Over the following months, my family would get together with my grandparents on most weekends and cook. My mom had written a cookbook of all of our favourite recipes, which we cherish to this day. We didn’t realize it at the time but sharing memories through food and preparing her favourite dishes – polpetti (sauce-free fried meatballs), Caesar salad and veal parmigiana – was our way of healing. The experience created a new relationship to food and an appreciation for how a person can live on through recipes and traditions passed down. It also made us realize we didn’t have a record of any of my nonna’s recipes and neither did she. There was only one thing to do: write a cookbook.

Many of Nonna’s recipes evolved over time. She learned most of them from her own mother and grandmother back in Puglia in southeast Italy. How to assemble a cookbook to document this history and translate it to the dining table was a complete mystery to me. I was nervous and intimidated and didn’t know where to start.

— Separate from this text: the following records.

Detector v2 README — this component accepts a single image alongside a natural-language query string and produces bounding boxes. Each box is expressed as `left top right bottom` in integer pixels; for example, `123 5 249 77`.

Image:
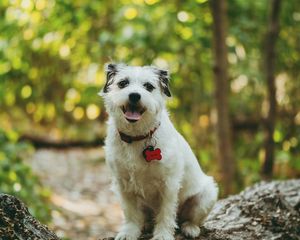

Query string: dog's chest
115 145 164 198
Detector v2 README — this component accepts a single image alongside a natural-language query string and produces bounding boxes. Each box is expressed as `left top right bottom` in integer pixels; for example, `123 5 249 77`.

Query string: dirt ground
28 148 122 240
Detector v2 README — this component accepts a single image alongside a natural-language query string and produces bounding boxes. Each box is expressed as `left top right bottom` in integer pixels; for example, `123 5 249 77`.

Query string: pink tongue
125 111 141 121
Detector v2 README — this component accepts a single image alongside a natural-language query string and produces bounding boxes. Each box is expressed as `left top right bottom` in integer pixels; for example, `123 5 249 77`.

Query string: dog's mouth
122 104 146 123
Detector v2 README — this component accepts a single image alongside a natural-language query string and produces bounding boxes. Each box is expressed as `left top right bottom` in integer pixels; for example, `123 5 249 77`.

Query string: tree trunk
0 180 300 240
262 0 281 180
211 0 235 195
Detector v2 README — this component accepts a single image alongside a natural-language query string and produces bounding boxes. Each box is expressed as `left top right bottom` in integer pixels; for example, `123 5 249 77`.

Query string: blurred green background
0 0 300 225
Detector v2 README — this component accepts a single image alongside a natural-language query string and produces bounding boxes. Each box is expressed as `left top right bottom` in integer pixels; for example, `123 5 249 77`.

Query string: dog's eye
144 83 155 92
118 79 129 89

I reached out to photographers Saty Namvar and Pratha Samyrajah, friends who share my love of food, for help. They would take photos and encourage me along the way.

To start, I wrote down all the important recipes – my mom’s, my Nonna’s and even a couple from my dad, who had never cooked before he had to. I had my nonna dictate her recipes to me, but after a few failed attempts at her onion calzone (a stuffed pizza with caramelized onions, egg, cheese and olives) I realized that Nonnas do not give out their recipes freely (the small glass of water she told me needed to go into one dish turned out to be a generous pint). Instead, you have to watch them cook. And so, with my siblings, we watched and cooked and ate and listened to stories while she worked her way through meat ragu (a.k.a. the “Sunday Sauce”), zucchini fritters, panzerotti, cannelloni and zeppole.

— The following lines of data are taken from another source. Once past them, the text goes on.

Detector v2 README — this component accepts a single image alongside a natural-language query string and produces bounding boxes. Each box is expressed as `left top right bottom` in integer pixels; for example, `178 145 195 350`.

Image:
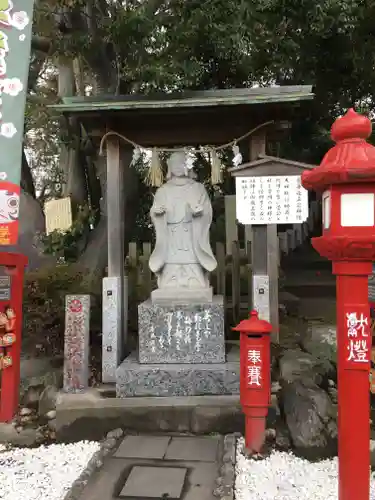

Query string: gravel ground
235 438 375 500
0 441 100 500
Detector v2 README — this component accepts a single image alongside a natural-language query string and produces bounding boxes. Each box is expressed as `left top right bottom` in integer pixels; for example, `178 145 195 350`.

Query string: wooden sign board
44 197 73 234
236 175 309 225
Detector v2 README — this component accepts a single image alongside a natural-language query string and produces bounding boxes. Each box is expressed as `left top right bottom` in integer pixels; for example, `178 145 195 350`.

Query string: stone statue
150 151 217 301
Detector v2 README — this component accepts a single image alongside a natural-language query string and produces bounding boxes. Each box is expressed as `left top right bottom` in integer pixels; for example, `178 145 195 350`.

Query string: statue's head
167 151 188 179
167 150 195 179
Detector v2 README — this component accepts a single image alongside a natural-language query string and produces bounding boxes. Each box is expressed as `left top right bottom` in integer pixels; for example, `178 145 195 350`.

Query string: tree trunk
58 57 88 208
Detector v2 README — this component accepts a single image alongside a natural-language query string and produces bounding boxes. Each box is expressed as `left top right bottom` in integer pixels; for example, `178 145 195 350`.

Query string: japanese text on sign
346 312 370 363
236 175 309 225
246 347 262 388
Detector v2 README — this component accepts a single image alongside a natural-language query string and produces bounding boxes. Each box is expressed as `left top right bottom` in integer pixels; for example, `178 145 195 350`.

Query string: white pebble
0 441 100 500
235 438 375 500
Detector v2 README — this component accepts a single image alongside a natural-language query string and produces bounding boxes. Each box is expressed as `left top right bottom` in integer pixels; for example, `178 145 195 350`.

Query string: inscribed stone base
151 287 213 305
116 353 240 398
138 295 225 364
102 277 123 384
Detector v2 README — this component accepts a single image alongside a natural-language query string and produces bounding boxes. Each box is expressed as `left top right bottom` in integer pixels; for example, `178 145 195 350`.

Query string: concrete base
55 387 244 442
151 287 213 306
116 353 240 398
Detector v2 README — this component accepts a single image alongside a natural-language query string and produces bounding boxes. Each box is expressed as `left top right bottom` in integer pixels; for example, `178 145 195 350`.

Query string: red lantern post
233 311 272 453
0 252 27 422
302 109 375 500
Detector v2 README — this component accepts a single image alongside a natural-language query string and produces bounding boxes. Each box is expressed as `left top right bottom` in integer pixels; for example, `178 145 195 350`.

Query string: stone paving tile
79 457 219 500
120 466 187 500
114 436 171 459
164 437 220 462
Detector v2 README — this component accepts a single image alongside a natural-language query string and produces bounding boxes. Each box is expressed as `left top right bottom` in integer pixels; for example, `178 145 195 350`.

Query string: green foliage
23 265 101 354
41 206 95 263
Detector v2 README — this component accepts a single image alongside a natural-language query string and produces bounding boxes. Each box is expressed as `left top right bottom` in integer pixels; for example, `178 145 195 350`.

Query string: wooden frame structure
53 85 314 358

Before photographing each dish, I go back to my nonna’s house and borrow her tablecloths, dishes, cutlery and the other odd trinkets that only nonnas own. In true nonna fashion, she asks me if I’m going to put plastic over her tablecloths to make sure they don’t get dirty. I enlist my siblings, family and friends as recipe and taste testers. As much as I want to get the recipes right for my family, it’s been nerve-wracking watching someone who has never eaten these dishes take their first bite. Not only do I want to capture the right flavours and textures but also the spirit of all the family memories baked into a dish.

The book is going to be small and whether it becomes a beautiful memento shared with close family and friends or something that reaches a wider audience is still to be determined. My nonna finds it bewildering and entertaining that I’m doing this at all. I don’t think she realizes what treasures she holds – but we do.